9. May 2009 12:13
I was delighted to hear the other day that Graham Norwood has published a new book - the well-timed title 'The Housing Downturn: Picking up the Pieces'.
It sounds like it's full of useful stuff:
- The first book to analyse the effects of the housing downturn
- Comment from a range of senior industry figures on what they believe led to the downturn
- Structured guidance for estate agents and property developers on how to survive and grow their business.
Graham is a well-known and highly respected property journalist, author of several books, and a regular contributor to The Observer, Independent, Daily Telegraph, Sunday Telegraph, FT and an equally impressive list of foreign papers and property industry journals. He has kindly covered a host of stories for our clients over the years, and has been a thoroughly nice person to work with to boot!
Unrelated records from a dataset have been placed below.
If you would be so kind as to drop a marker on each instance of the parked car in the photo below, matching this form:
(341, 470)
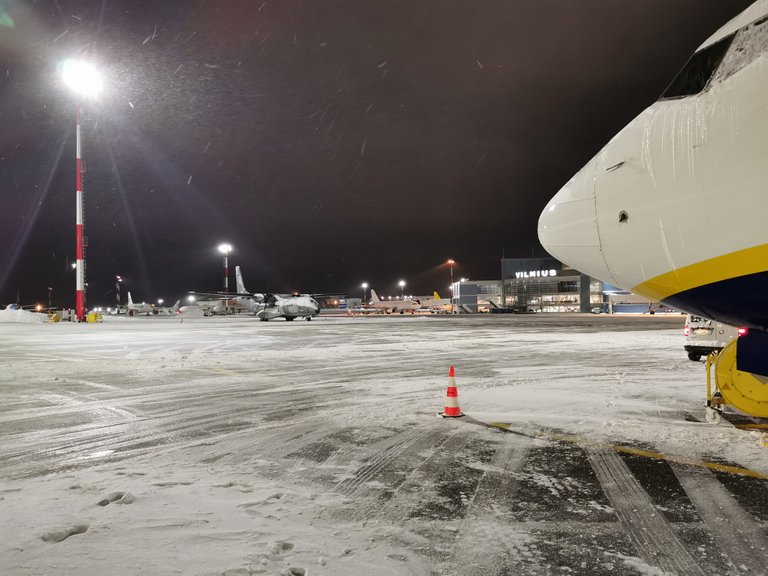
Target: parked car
(704, 336)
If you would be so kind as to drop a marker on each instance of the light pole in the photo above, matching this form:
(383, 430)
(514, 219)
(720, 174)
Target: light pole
(226, 249)
(84, 80)
(118, 281)
(450, 263)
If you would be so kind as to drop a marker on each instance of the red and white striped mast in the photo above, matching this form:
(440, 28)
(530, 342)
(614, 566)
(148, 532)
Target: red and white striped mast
(79, 238)
(83, 78)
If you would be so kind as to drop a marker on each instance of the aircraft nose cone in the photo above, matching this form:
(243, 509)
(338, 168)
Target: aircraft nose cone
(568, 225)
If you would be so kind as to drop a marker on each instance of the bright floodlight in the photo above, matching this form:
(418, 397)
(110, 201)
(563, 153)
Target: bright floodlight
(81, 77)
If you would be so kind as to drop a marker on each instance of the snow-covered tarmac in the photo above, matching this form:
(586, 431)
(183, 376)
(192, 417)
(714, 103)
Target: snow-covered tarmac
(231, 446)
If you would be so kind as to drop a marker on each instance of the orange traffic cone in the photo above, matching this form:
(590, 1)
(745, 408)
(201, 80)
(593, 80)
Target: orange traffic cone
(452, 409)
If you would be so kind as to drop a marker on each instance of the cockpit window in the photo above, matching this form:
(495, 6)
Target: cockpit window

Graham also has an unique insight into the property world, so I have great pleasure in publishing this guest blog and helping to promote his book. My copy's on order. I hope yours will be too!
From Graham Norwood
9 May 2009
There are looks of deep concern on the faces of estate agents and developers all over the country. They've had an extraordinarily bad time with no sure end in sight.
But talk with them - as I do all the time, as a property journalist - and sooner or later a smile will appear.
The reason is this. The housing market’s runaway train, with its prices soaring from 1993 until 2007, has finally stopped. But it was not down to the estate agents.
A few tabloids and their readers may still think agents and developers are the devil incarnate. But most of the country – no, make that the world – blame the banks and not the property industry for the slump in house prices and the broader economic malaise gripping the globe.
But surely there is something that the property industry can learn from what has happened? Well yes, there’s plenty to learn, and that is why I have written a book setting out how many agents and developers fell by the wayside in the downturn following late 2007.
Did these agents and developers have to fall? Were they as well prepared as they could have been, ahead of what was an inevitable downturn? Of those agents and developers who struggled through the slump, are there lessons they could teach the rest of us regarding their business models, their attitudes and their skills?
I think so, because it would surely be a mistake to simply wait for an upturn and assume all will then revert to the same world that we inhabited in the decade to 2007.
My book does not pretend to have complete answers but is perhaps most useful in raising questions, the classic role of the journalist during the ages.
Luckily I have been able to speak with most of the country’s leading developers and agents, and draw on some international examples. I come up with some suggestions about how the residential industry in the UK can move forward to avoid reinventing the wheel – and tripping over it when the next downturn comes.
Will you agree with my conclusions? Possibly not. But now is the time for all of us to think how we can move forward from now.